Pero una cosa es el origen de Bolsonaro y otra su gobierno. Porque lo que sus 55 millones de votantes esperan es el fin de la inseguridad, la recuperación sostenida de la economía y la regeneración de la vida pública y de las instituciones. Y esas tres cosas (incluida la primera, que pudiera parecerlo menos) son incompatibles con el populismo de derecha. Eso lo entiende con claridad el juez Moro, porque se lo oí decir esta semana una y otra vez delante de testigos de varios países, y allí están todos ellos para tomarle la palabra si las cosas se deslizaran por otro rumbo.
El populismo autoritario ofrece el espejismo de la seguridad en un primer momento, pero poco después es el Estado el que se vuelve una fuente de inseguridad en sí mismo, sin necesariamente dar seguridad en otros órdenes. Un buen ejemplo es México, donde los índices de homicidios y de violencia han aumentado considerablemente desde que en 2006 el Ejército se hizo cargo de la lucha contra el crimen organizado de acuerdo con una estrategia netamente castrense (además, por supuesto, de que ha dado lugar a muchas violaciones de derechos humanos que se han convertido en una fuente de problemas legales graves para quienes ejecutaron esa política). El populismo en cuestiones económicas también termina produciendo resultados mucho peores que la enfermedad, ejemplo de lo cual es el propio Brasil, donde las políticas de Lula da Silva, que no fueron lo irresponsables que se temían al principio, sostuvieron una economía artificialmente inflada por la acción del Estado para fines clientelistas que mostró su rostro cuando ya no fue posible financiarla. A lo que hay que añadir que esa política pasaba por un contubernio, como sucede con el populismo, entre el gobierno y sus favoritos, fuente de corrupción. Por último, el populismo como sucedáneo de las instituciones -la comunicación directa con el pueblo para sortear a las instituciones elitistas- acaba siempre debilitando la democracia y a veces destruyéndola. Moro, que asegura que Guedes llevará a cabo una política liberal, que se propone combatir el crimen organizado y la violencia criminal implacablemente pero “siempre con la ley en la mano” y que insiste hasta la saciedad en que asume el Ministerio de Justicia y Seguridad Pública para reforzar las instituciones democráticas y ayudar en el proceso de regeneración de las instituciones, se dice convencido de que el nuevo gobierno no emprenderá la vía populista en ninguna de las tres áreas.

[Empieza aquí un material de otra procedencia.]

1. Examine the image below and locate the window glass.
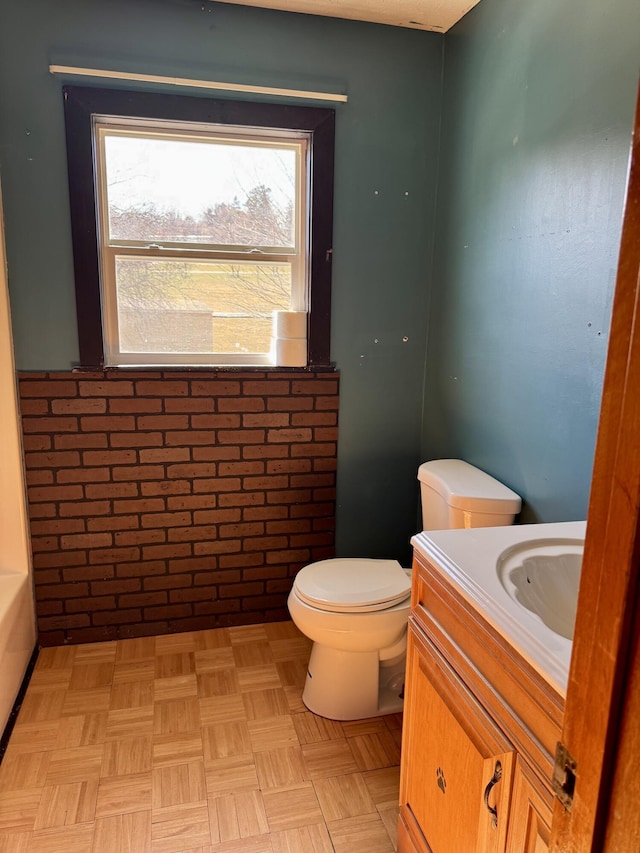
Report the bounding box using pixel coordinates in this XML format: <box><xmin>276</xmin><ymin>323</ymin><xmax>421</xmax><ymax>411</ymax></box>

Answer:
<box><xmin>63</xmin><ymin>87</ymin><xmax>335</xmax><ymax>367</ymax></box>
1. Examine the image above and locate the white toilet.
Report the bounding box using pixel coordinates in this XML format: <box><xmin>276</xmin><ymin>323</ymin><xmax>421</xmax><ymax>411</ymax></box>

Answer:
<box><xmin>287</xmin><ymin>459</ymin><xmax>521</xmax><ymax>720</ymax></box>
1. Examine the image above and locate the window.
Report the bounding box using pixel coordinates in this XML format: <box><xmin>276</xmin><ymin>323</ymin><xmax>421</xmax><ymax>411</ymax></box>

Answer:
<box><xmin>64</xmin><ymin>87</ymin><xmax>334</xmax><ymax>367</ymax></box>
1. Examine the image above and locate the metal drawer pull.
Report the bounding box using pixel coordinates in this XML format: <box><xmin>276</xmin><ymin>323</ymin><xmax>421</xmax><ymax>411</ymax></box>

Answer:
<box><xmin>484</xmin><ymin>761</ymin><xmax>502</xmax><ymax>829</ymax></box>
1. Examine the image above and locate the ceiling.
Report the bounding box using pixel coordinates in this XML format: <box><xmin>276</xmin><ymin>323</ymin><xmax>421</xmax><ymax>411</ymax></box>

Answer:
<box><xmin>215</xmin><ymin>0</ymin><xmax>479</xmax><ymax>33</ymax></box>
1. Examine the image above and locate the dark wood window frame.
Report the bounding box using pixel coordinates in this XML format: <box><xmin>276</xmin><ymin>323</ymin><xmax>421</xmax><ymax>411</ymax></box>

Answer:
<box><xmin>63</xmin><ymin>86</ymin><xmax>335</xmax><ymax>370</ymax></box>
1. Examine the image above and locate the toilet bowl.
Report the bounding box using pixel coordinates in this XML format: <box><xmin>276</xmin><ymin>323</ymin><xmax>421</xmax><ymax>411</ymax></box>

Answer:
<box><xmin>287</xmin><ymin>559</ymin><xmax>411</xmax><ymax>720</ymax></box>
<box><xmin>287</xmin><ymin>459</ymin><xmax>521</xmax><ymax>720</ymax></box>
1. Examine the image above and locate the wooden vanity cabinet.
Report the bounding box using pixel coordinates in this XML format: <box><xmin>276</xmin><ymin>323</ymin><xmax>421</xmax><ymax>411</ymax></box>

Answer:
<box><xmin>507</xmin><ymin>758</ymin><xmax>553</xmax><ymax>853</ymax></box>
<box><xmin>398</xmin><ymin>552</ymin><xmax>564</xmax><ymax>853</ymax></box>
<box><xmin>399</xmin><ymin>623</ymin><xmax>515</xmax><ymax>853</ymax></box>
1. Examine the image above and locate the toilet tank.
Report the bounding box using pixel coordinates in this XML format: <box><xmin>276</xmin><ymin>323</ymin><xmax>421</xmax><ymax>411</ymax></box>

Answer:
<box><xmin>418</xmin><ymin>459</ymin><xmax>522</xmax><ymax>530</ymax></box>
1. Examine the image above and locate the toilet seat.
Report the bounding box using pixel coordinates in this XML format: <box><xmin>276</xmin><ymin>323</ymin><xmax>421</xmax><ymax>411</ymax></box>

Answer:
<box><xmin>293</xmin><ymin>559</ymin><xmax>411</xmax><ymax>613</ymax></box>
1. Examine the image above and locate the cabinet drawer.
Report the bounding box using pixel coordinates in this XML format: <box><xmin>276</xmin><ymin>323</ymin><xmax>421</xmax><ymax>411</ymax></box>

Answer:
<box><xmin>400</xmin><ymin>621</ymin><xmax>515</xmax><ymax>853</ymax></box>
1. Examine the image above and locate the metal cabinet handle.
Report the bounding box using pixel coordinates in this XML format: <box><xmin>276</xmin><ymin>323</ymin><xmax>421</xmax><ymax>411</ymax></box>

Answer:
<box><xmin>483</xmin><ymin>761</ymin><xmax>502</xmax><ymax>829</ymax></box>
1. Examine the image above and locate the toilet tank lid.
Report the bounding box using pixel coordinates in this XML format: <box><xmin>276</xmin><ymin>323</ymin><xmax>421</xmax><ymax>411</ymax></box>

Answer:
<box><xmin>418</xmin><ymin>459</ymin><xmax>522</xmax><ymax>515</ymax></box>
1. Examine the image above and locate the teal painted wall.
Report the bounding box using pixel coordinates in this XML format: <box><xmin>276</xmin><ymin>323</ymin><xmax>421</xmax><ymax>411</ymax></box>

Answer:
<box><xmin>423</xmin><ymin>0</ymin><xmax>640</xmax><ymax>521</ymax></box>
<box><xmin>0</xmin><ymin>0</ymin><xmax>640</xmax><ymax>560</ymax></box>
<box><xmin>0</xmin><ymin>0</ymin><xmax>443</xmax><ymax>559</ymax></box>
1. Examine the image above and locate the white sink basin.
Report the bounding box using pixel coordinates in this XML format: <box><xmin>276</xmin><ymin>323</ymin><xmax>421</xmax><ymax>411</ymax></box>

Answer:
<box><xmin>497</xmin><ymin>538</ymin><xmax>584</xmax><ymax>640</ymax></box>
<box><xmin>411</xmin><ymin>521</ymin><xmax>586</xmax><ymax>693</ymax></box>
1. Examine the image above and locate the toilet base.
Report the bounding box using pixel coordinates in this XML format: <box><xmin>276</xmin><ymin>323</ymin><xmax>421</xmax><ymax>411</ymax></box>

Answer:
<box><xmin>302</xmin><ymin>643</ymin><xmax>406</xmax><ymax>720</ymax></box>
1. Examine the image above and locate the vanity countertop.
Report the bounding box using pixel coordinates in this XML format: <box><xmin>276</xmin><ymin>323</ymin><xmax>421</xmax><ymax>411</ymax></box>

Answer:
<box><xmin>411</xmin><ymin>521</ymin><xmax>586</xmax><ymax>696</ymax></box>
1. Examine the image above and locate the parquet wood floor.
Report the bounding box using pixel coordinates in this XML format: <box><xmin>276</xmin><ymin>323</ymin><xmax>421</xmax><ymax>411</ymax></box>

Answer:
<box><xmin>0</xmin><ymin>622</ymin><xmax>401</xmax><ymax>853</ymax></box>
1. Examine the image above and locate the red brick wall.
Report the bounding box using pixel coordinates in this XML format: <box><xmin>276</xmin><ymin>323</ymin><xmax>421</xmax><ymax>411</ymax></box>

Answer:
<box><xmin>19</xmin><ymin>371</ymin><xmax>338</xmax><ymax>645</ymax></box>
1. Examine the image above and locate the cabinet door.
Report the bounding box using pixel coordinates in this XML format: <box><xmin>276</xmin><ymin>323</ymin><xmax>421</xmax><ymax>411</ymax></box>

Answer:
<box><xmin>400</xmin><ymin>620</ymin><xmax>514</xmax><ymax>853</ymax></box>
<box><xmin>507</xmin><ymin>758</ymin><xmax>553</xmax><ymax>853</ymax></box>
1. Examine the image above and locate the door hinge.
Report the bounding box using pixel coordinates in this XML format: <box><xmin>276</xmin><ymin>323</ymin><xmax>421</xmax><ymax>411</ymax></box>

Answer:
<box><xmin>551</xmin><ymin>741</ymin><xmax>578</xmax><ymax>812</ymax></box>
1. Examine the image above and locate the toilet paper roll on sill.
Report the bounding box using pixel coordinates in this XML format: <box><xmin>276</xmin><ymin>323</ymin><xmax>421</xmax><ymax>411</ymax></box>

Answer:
<box><xmin>273</xmin><ymin>311</ymin><xmax>307</xmax><ymax>338</ymax></box>
<box><xmin>271</xmin><ymin>338</ymin><xmax>307</xmax><ymax>367</ymax></box>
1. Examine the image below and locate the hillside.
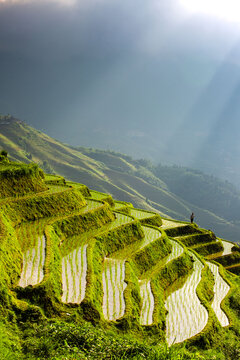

La pregunta que se hacen muchos es si personas como él, de quien no hay razón para dudar por sus credenciales y trayectoria, están en condiciones de dar las garantías que sus expresiones ofrecen. El grado de conocimiento que él y otros como él tienen acerca de Bolsonaro es mayor del que tenemos los demás, y es imposible saber, desde afuera, hasta qué punto el nuevo mandatario va a incorporar estas opiniones a su toma de decisiones general. Cabe siempre el riesgo de que dirija a su gabinete mediante el sistema de compartimientos estancos, por ejemplo manejando ciertos temas con algunos militares en retiro que ha nombrado ministros y otros con civiles como Sergio Moro, consciente de que hay líneas que los segundos no aceptarían cruzar y que es mejor cruzar con gentes más afines. Pero aquí entramos en el terreno pantanoso de la conjetura.
Mi conclusión, después de conversar con el juez Moro, es que resulta mejor que esté dentro del gabinete que lo contrario; que hay una razonable posibilidad de que lo que se propone y lo que promete a los escépticos resulte siendo cierto; que, como no existe una garantía absoluta de ello, es indispensable que las instituciones, la opinión pública y la comunidad internacional estén vigilantes y, por último, que el propio Moro, con otros como él, haga lo posible por atajar cualquier intento de desvío de la trayectoria constitucional.
¡Boa sorte!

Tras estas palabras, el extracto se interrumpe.